In 1795, when the reasons for the guarantee against double jeopardy were still fresh in men's minds, a North Carolina court stated the basis for not allowing the prosecution to have a jury discharged so that it could obtain better evidence against the accused.
"The rule as laid down in 3 Co. Inst., 110, and 1 Inst., 227, is general and without exception that a jury in a capital case cannot be discharged without giving a verdict. Afterwards, however, in the reigns of the latter sovereigns of the Stuart family, a different rule prevailed, that a jury in such case might be discharged for the purpose of having better evidence against him at a future day; and this power was exercised for the benefit of the crown only; but it is a doctrine so abhorrent to every principle of safety and security that it ought not to receive the least countenance in the courts of this country. In the time of James II., and since the Revolution, this doctrine came under examination,] and the rule as laid down by my Lord Coke was revived with this addition, that a jury should not be discharged in a capital case unless for the benefit of the prisoner; as if the prisoner be a woman and be taken in labor; or if the prisoner after the jury are charged with him be found to be insane, and the like; or if at the prisoner's request a jury be withdrawn to let him in to take the benefit of an exception, which otherwise he would have lost . . . . In the present case the jury were suffered by the court's officer to separate without giving a verdict. As they could not agree to convict, it is strong evidence of the party's innocence; and perhaps he could not be tried again with the same advantage to himself as then. Perhaps his witnesses are dead, or gone away, or their attendance not to be procured, or some accident may prevent their attendance. We will not again put his life in jeopardy, more especially as it is very improbable we shall be able to possess him of the same advantages." State v. Garrigues, 2 N.C. 241, 242.

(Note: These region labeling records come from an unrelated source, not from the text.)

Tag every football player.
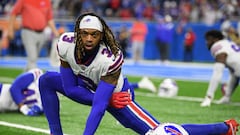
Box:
[201,30,240,107]
[0,68,43,116]
[39,13,239,135]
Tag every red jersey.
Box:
[11,0,53,30]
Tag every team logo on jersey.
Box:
[164,125,183,135]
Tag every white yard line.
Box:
[135,92,240,106]
[0,121,67,135]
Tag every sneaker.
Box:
[30,105,43,115]
[138,77,157,92]
[216,96,230,104]
[200,96,212,107]
[221,83,227,96]
[223,119,239,135]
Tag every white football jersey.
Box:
[211,39,240,77]
[57,32,124,92]
[0,69,43,112]
[0,84,18,112]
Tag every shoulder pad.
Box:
[57,32,74,58]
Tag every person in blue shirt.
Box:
[0,68,43,116]
[39,13,239,135]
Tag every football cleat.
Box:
[145,123,189,135]
[216,96,230,104]
[200,96,212,107]
[138,77,157,92]
[30,105,43,116]
[221,83,227,96]
[223,119,239,135]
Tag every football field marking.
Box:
[135,92,240,106]
[0,121,67,135]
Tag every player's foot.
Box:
[138,77,157,92]
[221,83,227,96]
[200,96,212,107]
[224,119,239,135]
[216,96,230,104]
[30,105,43,115]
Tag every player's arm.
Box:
[60,60,131,108]
[84,70,121,135]
[10,72,34,107]
[207,53,227,98]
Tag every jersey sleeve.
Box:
[57,32,74,61]
[28,68,43,80]
[211,41,229,58]
[102,51,124,76]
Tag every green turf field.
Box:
[0,68,240,135]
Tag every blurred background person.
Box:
[117,26,130,58]
[130,17,148,63]
[184,28,196,62]
[8,0,59,71]
[0,68,43,116]
[156,15,174,63]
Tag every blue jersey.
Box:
[0,69,43,111]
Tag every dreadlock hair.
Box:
[74,12,121,59]
[205,30,224,40]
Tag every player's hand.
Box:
[109,91,132,109]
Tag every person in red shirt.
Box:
[130,17,148,63]
[8,0,59,71]
[184,28,196,61]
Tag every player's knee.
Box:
[39,72,52,88]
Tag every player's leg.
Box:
[21,29,38,71]
[130,77,157,92]
[39,72,93,135]
[217,74,239,104]
[182,119,239,135]
[39,72,64,135]
[107,101,159,135]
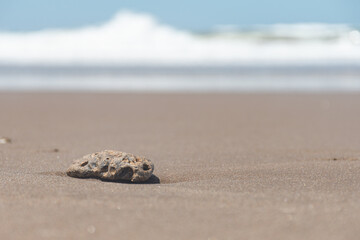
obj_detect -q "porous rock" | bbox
[66,150,154,182]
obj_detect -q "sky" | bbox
[0,0,360,31]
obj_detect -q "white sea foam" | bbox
[0,11,360,65]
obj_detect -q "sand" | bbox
[0,93,360,240]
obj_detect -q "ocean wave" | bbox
[0,11,360,66]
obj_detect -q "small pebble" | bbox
[66,150,154,182]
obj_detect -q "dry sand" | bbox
[0,93,360,240]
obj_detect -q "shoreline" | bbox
[0,92,360,240]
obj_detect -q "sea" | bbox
[0,11,360,92]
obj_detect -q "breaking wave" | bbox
[0,11,360,65]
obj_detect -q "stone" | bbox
[66,150,154,182]
[0,137,11,144]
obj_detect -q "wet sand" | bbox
[0,93,360,240]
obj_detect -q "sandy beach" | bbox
[0,92,360,240]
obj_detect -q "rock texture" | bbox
[66,150,154,182]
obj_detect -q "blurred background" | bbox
[0,0,360,92]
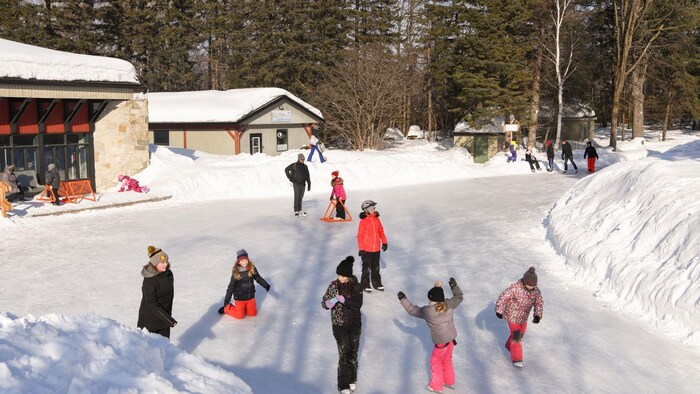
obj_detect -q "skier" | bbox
[357,200,389,293]
[284,153,311,216]
[321,256,362,394]
[547,140,554,172]
[525,148,541,172]
[496,267,544,368]
[398,278,464,393]
[219,249,270,319]
[506,140,518,163]
[136,246,177,338]
[331,170,347,220]
[561,140,578,174]
[583,141,598,174]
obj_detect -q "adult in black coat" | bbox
[561,140,578,173]
[136,246,177,338]
[284,153,311,216]
[583,141,598,173]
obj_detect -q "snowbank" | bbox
[548,141,700,344]
[0,313,252,393]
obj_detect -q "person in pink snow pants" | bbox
[398,278,464,393]
[496,267,544,368]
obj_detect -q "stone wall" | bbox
[94,95,149,192]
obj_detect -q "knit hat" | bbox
[236,249,248,262]
[148,246,170,267]
[428,281,445,302]
[335,256,355,278]
[523,267,537,286]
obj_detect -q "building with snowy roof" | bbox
[0,39,148,191]
[147,88,323,156]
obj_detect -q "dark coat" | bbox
[284,161,311,189]
[583,146,598,159]
[561,142,574,160]
[136,268,177,332]
[224,266,270,305]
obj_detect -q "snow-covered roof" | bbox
[0,38,139,84]
[147,88,323,123]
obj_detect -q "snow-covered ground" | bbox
[0,127,700,394]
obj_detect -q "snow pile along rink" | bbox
[0,313,252,393]
[547,143,700,344]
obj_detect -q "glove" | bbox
[326,297,338,309]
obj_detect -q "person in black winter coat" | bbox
[284,153,311,216]
[583,141,598,173]
[136,246,177,338]
[219,249,270,319]
[546,140,554,172]
[46,163,61,205]
[561,140,578,173]
[321,256,363,394]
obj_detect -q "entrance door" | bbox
[474,135,489,163]
[250,133,262,155]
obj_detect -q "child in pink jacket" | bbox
[496,267,544,368]
[331,170,347,220]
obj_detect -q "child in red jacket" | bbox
[496,267,544,368]
[357,200,388,293]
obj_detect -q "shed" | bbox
[453,117,506,163]
[0,39,148,191]
[147,88,323,156]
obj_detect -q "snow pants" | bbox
[333,324,362,391]
[506,322,527,362]
[293,183,306,213]
[360,252,383,289]
[588,157,595,172]
[428,341,455,392]
[306,145,326,163]
[224,298,258,319]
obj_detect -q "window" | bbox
[153,130,170,146]
[277,129,289,152]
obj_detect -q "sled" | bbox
[321,199,352,223]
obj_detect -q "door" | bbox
[474,135,489,163]
[250,133,262,155]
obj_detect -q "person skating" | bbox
[331,170,347,220]
[321,256,363,394]
[284,153,311,216]
[136,246,177,338]
[561,140,578,174]
[546,140,554,172]
[496,267,544,368]
[219,249,270,319]
[583,141,598,173]
[398,278,464,393]
[357,200,389,293]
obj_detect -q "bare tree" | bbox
[316,45,408,150]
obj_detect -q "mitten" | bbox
[326,297,338,309]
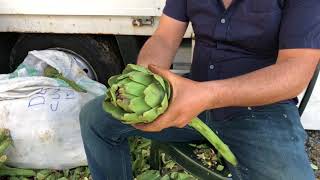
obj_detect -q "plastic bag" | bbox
[0,50,106,169]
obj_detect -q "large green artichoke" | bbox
[103,64,237,165]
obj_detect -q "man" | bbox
[80,0,320,180]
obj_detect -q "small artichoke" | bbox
[103,64,237,165]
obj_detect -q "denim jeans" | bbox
[80,96,315,180]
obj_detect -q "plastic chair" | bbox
[150,64,320,180]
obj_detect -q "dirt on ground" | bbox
[306,131,320,180]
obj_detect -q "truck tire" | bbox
[10,34,122,83]
[0,33,18,74]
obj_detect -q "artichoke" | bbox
[103,64,237,166]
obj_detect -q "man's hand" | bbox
[134,65,209,132]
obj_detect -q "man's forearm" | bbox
[137,35,176,69]
[202,59,317,109]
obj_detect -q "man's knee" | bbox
[79,96,103,137]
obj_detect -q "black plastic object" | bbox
[299,63,320,116]
[150,64,320,180]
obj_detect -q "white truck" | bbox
[0,0,320,129]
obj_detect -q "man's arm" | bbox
[137,14,188,69]
[202,49,320,109]
[135,49,320,132]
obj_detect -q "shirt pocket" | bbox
[247,0,281,13]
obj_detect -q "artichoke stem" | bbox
[57,74,87,93]
[189,118,238,166]
[0,138,12,154]
[0,166,36,177]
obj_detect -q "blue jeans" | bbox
[80,96,315,180]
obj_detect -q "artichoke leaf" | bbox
[129,72,153,86]
[124,81,146,96]
[141,107,160,123]
[129,97,151,114]
[108,75,120,86]
[157,94,169,114]
[102,101,126,119]
[143,83,164,108]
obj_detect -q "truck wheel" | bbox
[10,34,122,83]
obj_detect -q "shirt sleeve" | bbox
[279,0,320,49]
[163,0,189,22]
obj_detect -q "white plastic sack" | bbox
[0,50,106,169]
[300,77,320,130]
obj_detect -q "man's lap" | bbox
[80,97,313,180]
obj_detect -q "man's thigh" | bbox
[80,96,206,145]
[215,104,315,180]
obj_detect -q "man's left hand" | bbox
[133,65,210,132]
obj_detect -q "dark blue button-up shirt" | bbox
[163,0,320,119]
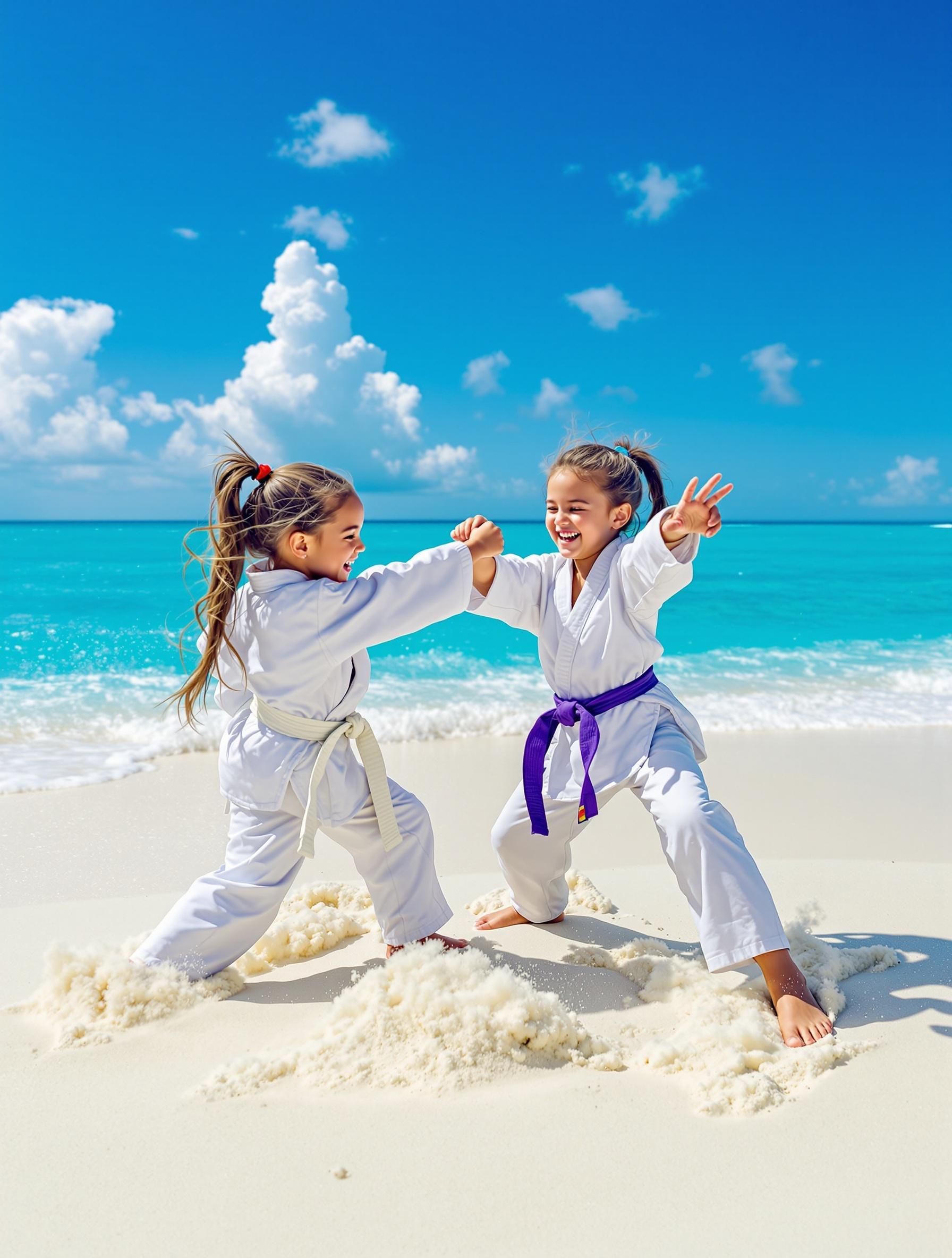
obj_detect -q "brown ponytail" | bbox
[548,435,668,532]
[167,433,355,726]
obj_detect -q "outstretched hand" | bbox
[661,472,733,543]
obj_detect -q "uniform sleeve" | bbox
[619,511,699,620]
[317,542,473,664]
[466,551,558,635]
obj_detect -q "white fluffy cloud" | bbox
[288,205,351,249]
[860,454,947,507]
[278,99,390,167]
[565,284,648,332]
[463,350,509,397]
[0,240,477,488]
[613,162,704,223]
[532,376,579,419]
[37,396,130,462]
[414,443,477,489]
[741,341,800,406]
[122,389,175,428]
[167,240,420,465]
[0,297,126,459]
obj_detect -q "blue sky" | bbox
[0,0,952,520]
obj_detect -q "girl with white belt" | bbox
[453,438,832,1048]
[132,443,502,979]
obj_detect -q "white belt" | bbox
[251,694,403,857]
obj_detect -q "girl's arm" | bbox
[452,516,558,634]
[317,521,503,663]
[620,475,733,620]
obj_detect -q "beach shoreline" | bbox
[0,729,952,1258]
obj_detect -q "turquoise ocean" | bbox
[0,522,952,793]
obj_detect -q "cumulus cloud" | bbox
[122,389,175,428]
[0,297,124,459]
[741,341,800,406]
[414,443,477,491]
[0,240,457,486]
[166,240,420,465]
[463,350,509,397]
[278,99,390,167]
[565,284,648,332]
[611,162,704,223]
[532,376,579,419]
[35,397,130,461]
[288,205,351,249]
[860,454,945,507]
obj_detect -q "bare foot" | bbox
[753,948,834,1048]
[475,905,565,931]
[387,934,469,960]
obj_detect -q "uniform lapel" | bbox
[556,537,621,698]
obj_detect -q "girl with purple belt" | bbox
[453,438,832,1048]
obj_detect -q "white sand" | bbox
[200,942,623,1098]
[0,731,952,1258]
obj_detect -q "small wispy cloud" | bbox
[565,284,649,332]
[859,454,947,507]
[463,350,509,397]
[610,162,704,223]
[532,376,579,419]
[414,441,482,491]
[601,385,638,401]
[278,99,390,168]
[741,341,801,406]
[282,205,352,249]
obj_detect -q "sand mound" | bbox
[235,882,376,978]
[5,934,244,1048]
[5,882,376,1048]
[466,869,615,916]
[566,910,899,1115]
[200,944,623,1098]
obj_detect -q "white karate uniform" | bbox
[469,513,788,971]
[134,542,473,978]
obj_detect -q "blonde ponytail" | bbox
[167,433,355,726]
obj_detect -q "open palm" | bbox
[665,472,733,537]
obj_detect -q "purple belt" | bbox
[522,668,658,834]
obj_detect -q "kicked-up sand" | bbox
[0,729,952,1258]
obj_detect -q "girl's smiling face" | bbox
[274,493,367,581]
[546,468,631,564]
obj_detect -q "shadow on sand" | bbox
[232,915,952,1040]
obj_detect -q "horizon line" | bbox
[0,516,952,529]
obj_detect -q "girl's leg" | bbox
[631,717,790,972]
[321,779,453,946]
[633,718,832,1048]
[477,783,593,930]
[132,791,303,979]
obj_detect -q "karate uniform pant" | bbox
[492,715,788,972]
[133,779,453,979]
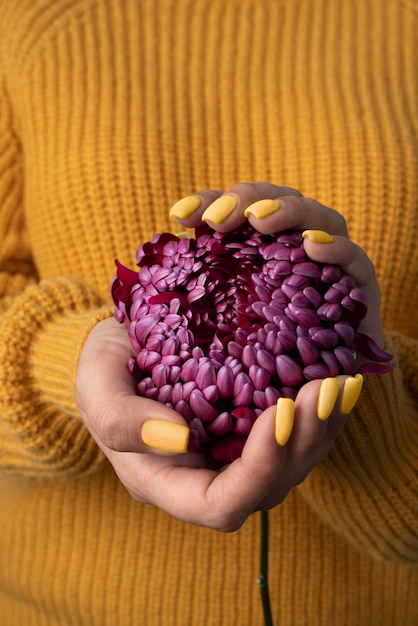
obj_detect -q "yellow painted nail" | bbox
[341,374,363,415]
[244,198,280,220]
[170,196,201,220]
[176,230,192,239]
[316,378,340,422]
[141,419,190,454]
[202,194,238,224]
[274,398,295,446]
[302,230,335,243]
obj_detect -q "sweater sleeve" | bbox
[300,333,418,563]
[0,64,111,478]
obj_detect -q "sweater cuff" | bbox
[299,335,418,563]
[0,277,112,479]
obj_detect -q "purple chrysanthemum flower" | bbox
[112,224,393,463]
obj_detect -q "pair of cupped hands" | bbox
[76,182,383,531]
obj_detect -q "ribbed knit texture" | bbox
[0,0,418,626]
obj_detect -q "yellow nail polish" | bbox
[302,230,335,243]
[170,196,201,220]
[202,194,238,224]
[274,398,295,446]
[141,419,190,454]
[244,198,280,220]
[341,374,363,415]
[176,230,192,239]
[316,378,340,422]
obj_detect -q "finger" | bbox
[245,194,348,237]
[134,407,286,532]
[170,182,300,232]
[76,319,189,454]
[258,374,363,510]
[304,231,384,346]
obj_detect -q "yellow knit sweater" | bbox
[0,0,418,626]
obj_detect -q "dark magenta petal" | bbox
[359,361,396,374]
[276,354,303,387]
[353,333,393,362]
[111,223,394,464]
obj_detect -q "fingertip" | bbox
[274,398,295,447]
[141,418,190,454]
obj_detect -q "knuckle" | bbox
[95,402,122,450]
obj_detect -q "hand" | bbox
[77,178,372,531]
[171,182,384,348]
[76,319,361,531]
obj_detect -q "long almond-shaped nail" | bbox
[274,398,295,446]
[341,374,363,415]
[316,378,340,422]
[141,419,190,454]
[170,196,201,220]
[302,230,335,243]
[244,198,280,220]
[201,194,238,224]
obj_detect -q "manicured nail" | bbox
[274,398,295,446]
[176,230,192,239]
[302,230,335,243]
[170,196,201,220]
[316,378,340,422]
[341,374,363,415]
[141,419,190,454]
[244,198,280,220]
[201,194,238,224]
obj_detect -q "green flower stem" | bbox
[257,511,273,626]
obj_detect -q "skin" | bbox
[76,182,383,532]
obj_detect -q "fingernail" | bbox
[316,378,340,422]
[176,230,192,239]
[302,230,335,243]
[274,398,295,446]
[244,198,280,220]
[141,419,190,454]
[170,196,201,220]
[341,374,363,415]
[201,194,238,224]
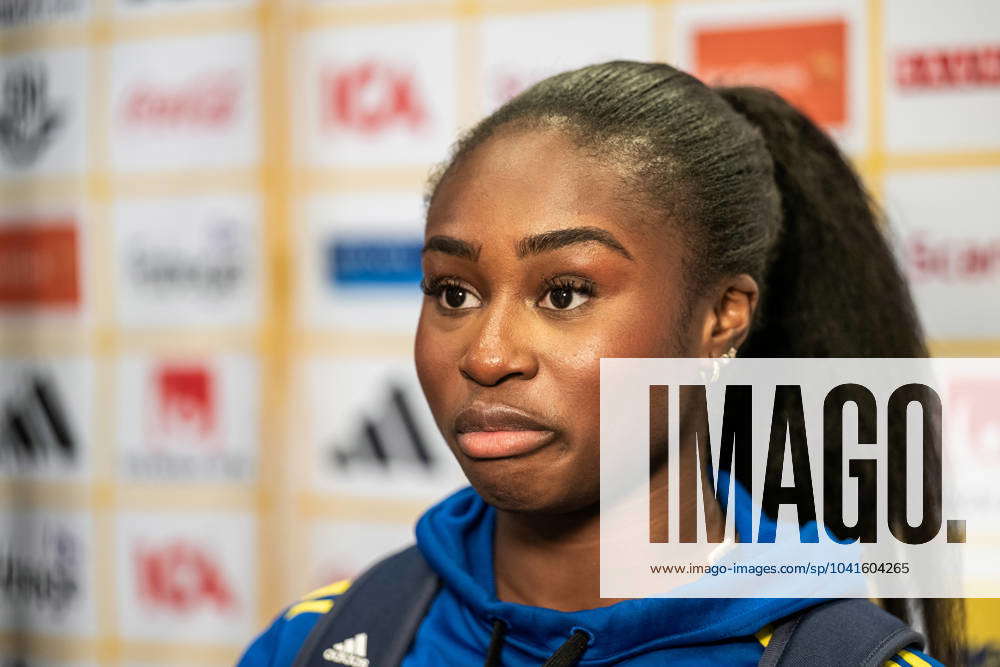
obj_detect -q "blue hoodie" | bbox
[239,488,941,667]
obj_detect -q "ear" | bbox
[700,273,760,357]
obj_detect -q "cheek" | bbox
[413,317,456,418]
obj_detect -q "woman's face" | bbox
[416,130,702,512]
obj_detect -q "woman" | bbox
[243,62,960,665]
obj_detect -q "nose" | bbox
[459,300,538,387]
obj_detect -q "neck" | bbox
[493,465,722,611]
[494,503,618,611]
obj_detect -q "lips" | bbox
[455,404,557,459]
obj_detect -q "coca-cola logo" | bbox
[122,70,242,129]
[893,45,1000,91]
[906,232,1000,283]
[135,539,238,614]
[321,60,429,135]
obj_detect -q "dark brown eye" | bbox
[538,281,594,310]
[444,285,468,308]
[549,287,573,310]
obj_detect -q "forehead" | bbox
[427,129,662,238]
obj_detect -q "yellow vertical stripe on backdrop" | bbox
[257,0,294,625]
[863,0,886,201]
[84,0,122,665]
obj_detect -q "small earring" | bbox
[711,346,736,382]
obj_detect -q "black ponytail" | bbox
[428,61,962,664]
[717,87,927,357]
[717,87,964,665]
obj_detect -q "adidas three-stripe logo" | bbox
[323,632,368,667]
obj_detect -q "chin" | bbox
[462,460,599,514]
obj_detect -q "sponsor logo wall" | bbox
[0,49,89,180]
[0,0,1000,666]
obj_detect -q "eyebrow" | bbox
[421,227,632,262]
[517,227,632,259]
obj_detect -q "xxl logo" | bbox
[153,364,217,447]
[0,374,79,464]
[0,524,82,615]
[0,62,64,168]
[331,385,437,470]
[894,45,1000,91]
[695,20,847,127]
[135,540,237,614]
[949,377,1000,465]
[321,60,428,135]
[122,70,241,129]
[128,220,247,297]
[0,221,80,309]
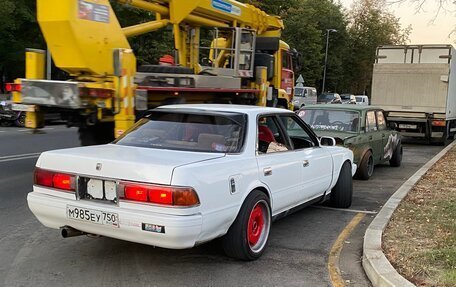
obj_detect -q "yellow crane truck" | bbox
[7,0,294,145]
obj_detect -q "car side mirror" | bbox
[320,136,336,146]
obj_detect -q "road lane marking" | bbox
[328,213,366,287]
[0,152,41,162]
[312,205,378,214]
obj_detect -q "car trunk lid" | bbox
[36,144,225,184]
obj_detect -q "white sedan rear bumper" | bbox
[27,192,202,249]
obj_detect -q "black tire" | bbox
[390,142,403,167]
[329,161,353,208]
[78,123,114,146]
[222,190,272,261]
[355,150,374,180]
[15,113,25,127]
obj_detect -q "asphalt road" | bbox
[0,126,442,287]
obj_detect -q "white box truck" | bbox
[371,45,456,143]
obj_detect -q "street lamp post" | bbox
[321,29,337,93]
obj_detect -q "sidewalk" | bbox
[363,141,456,287]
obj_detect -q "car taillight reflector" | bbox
[432,120,446,127]
[52,173,74,190]
[5,83,22,92]
[125,185,147,202]
[123,183,199,206]
[34,168,54,187]
[34,168,76,191]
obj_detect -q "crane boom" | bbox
[37,0,283,77]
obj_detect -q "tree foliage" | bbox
[0,0,45,90]
[347,0,411,94]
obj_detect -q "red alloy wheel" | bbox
[247,204,264,246]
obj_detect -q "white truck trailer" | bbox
[371,45,456,143]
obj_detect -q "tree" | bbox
[248,0,348,90]
[0,0,45,92]
[346,0,411,94]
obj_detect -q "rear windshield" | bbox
[318,94,334,100]
[299,109,359,133]
[114,111,245,153]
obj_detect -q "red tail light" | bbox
[5,83,22,92]
[34,168,76,191]
[123,183,199,206]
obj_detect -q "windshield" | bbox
[295,87,304,97]
[114,111,245,153]
[299,109,359,133]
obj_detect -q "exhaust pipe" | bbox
[61,226,85,238]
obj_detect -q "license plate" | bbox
[399,124,417,129]
[67,205,119,227]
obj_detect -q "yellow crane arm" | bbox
[117,0,284,35]
[37,0,283,77]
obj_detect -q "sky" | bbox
[341,0,456,44]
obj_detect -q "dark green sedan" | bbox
[297,104,402,180]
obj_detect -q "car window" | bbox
[377,111,386,131]
[295,87,305,97]
[279,115,316,149]
[299,109,359,133]
[114,112,245,153]
[366,111,377,132]
[257,116,290,154]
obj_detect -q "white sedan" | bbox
[27,105,356,260]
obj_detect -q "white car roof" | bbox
[157,104,293,115]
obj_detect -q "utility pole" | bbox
[321,29,337,93]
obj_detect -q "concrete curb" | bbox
[363,141,456,287]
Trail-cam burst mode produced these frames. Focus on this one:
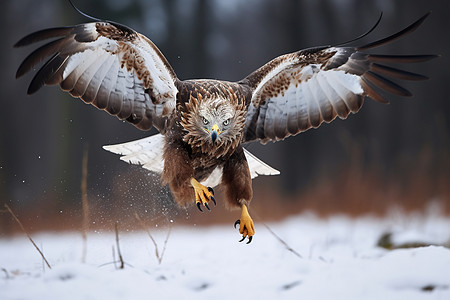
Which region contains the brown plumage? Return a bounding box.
[16,9,435,241]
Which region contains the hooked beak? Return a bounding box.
[211,124,220,143]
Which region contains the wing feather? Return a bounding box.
[15,21,179,132]
[241,14,437,143]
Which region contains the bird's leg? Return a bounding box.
[191,178,216,211]
[234,204,255,244]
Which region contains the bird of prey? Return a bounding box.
[15,2,435,243]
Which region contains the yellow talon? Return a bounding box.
[191,178,216,211]
[234,204,255,244]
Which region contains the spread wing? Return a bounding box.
[15,21,177,131]
[241,14,436,143]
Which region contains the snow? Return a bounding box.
[0,214,450,300]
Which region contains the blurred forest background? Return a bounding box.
[0,0,450,233]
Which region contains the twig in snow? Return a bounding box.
[5,204,52,269]
[253,210,303,258]
[81,147,89,263]
[135,213,172,264]
[114,222,125,269]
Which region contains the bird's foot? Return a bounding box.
[191,178,216,212]
[234,204,255,244]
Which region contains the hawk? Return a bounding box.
[15,4,435,243]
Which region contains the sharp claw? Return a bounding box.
[208,186,214,196]
[234,220,241,228]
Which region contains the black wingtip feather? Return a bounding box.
[27,53,66,95]
[356,11,431,50]
[14,26,73,48]
[368,54,441,63]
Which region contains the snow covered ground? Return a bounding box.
[0,214,450,300]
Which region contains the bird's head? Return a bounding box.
[181,95,245,156]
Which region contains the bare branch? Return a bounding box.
[5,204,52,269]
[81,147,89,263]
[135,213,172,264]
[114,222,125,269]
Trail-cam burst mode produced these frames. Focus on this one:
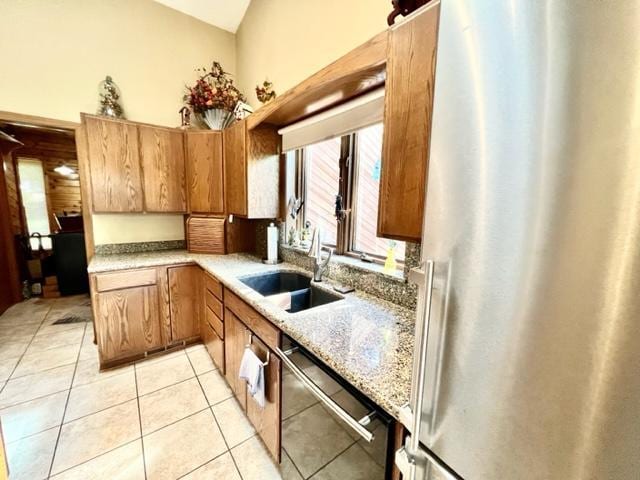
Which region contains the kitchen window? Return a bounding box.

] Page 441 The strict rule, laid down by Coke, was departed from during the reign of the Stuarts (1603-1714), notably in the case of the treason trials of Whitebread and Fenwick, 7 How. St. Tr. 120 and 315. There the jury was discharged at the close of the Crown's evidence, because of the failure to satisfy the two-witness rule. The defendants were later retried after the prosecution had remedied the defect. See also 2 Hale's P. C. 294. This practice was condemned in 1746 as an example of the great abuse to which the power to discharge the jury is subject. See Kinloch's Case, 2 Foster's Reports 16, 22.
In 1698 in the time of Lord Holt, the judges formulated rules regarding the matter: "(1.) That in capital Cases a Juror cannot be withdrawn, tho' all Parties consent to it. (2.) That in criminal Cases, not capital, a Juror may be withdrawn, if both Parties consent, but not otherwise. (3.) And that in all civil Causes, a Juror cannot be withdrawn, but by Consent of all Parties." See Carthew's Reports 465.
Those rules were in time construed to be rules of practice or guides for the exercise of discretion, not rules of law, the breach of which entitled a defendant to plead former jeopardy. See Queen v. Charlesworth, 1 B. S. 460; Winsor v. Queen, 118 Eng. C. L. R. 141; Queen v. Lewis, 2 Cr. App. R. 180. There is a review of this history in the dissenting opinion of Crampton, J., in Conway v. Regina, 7 Irish L. Rep. 149, 165 et seq.
That point of view should shape our conception of double jeopardy and due process of law. Once the prosecution can call a halt in the middle of a trial in order to await a more favorable time, or to find new evidence, or to make up the deficiencies in the testimony of its witnesses, the promise of protection against double jeopardy loses the great force it was thought to have when the Constitution was written. At that time the practices of the Stuarts were freshly in mind. And it was resolved that they should not reach these shores.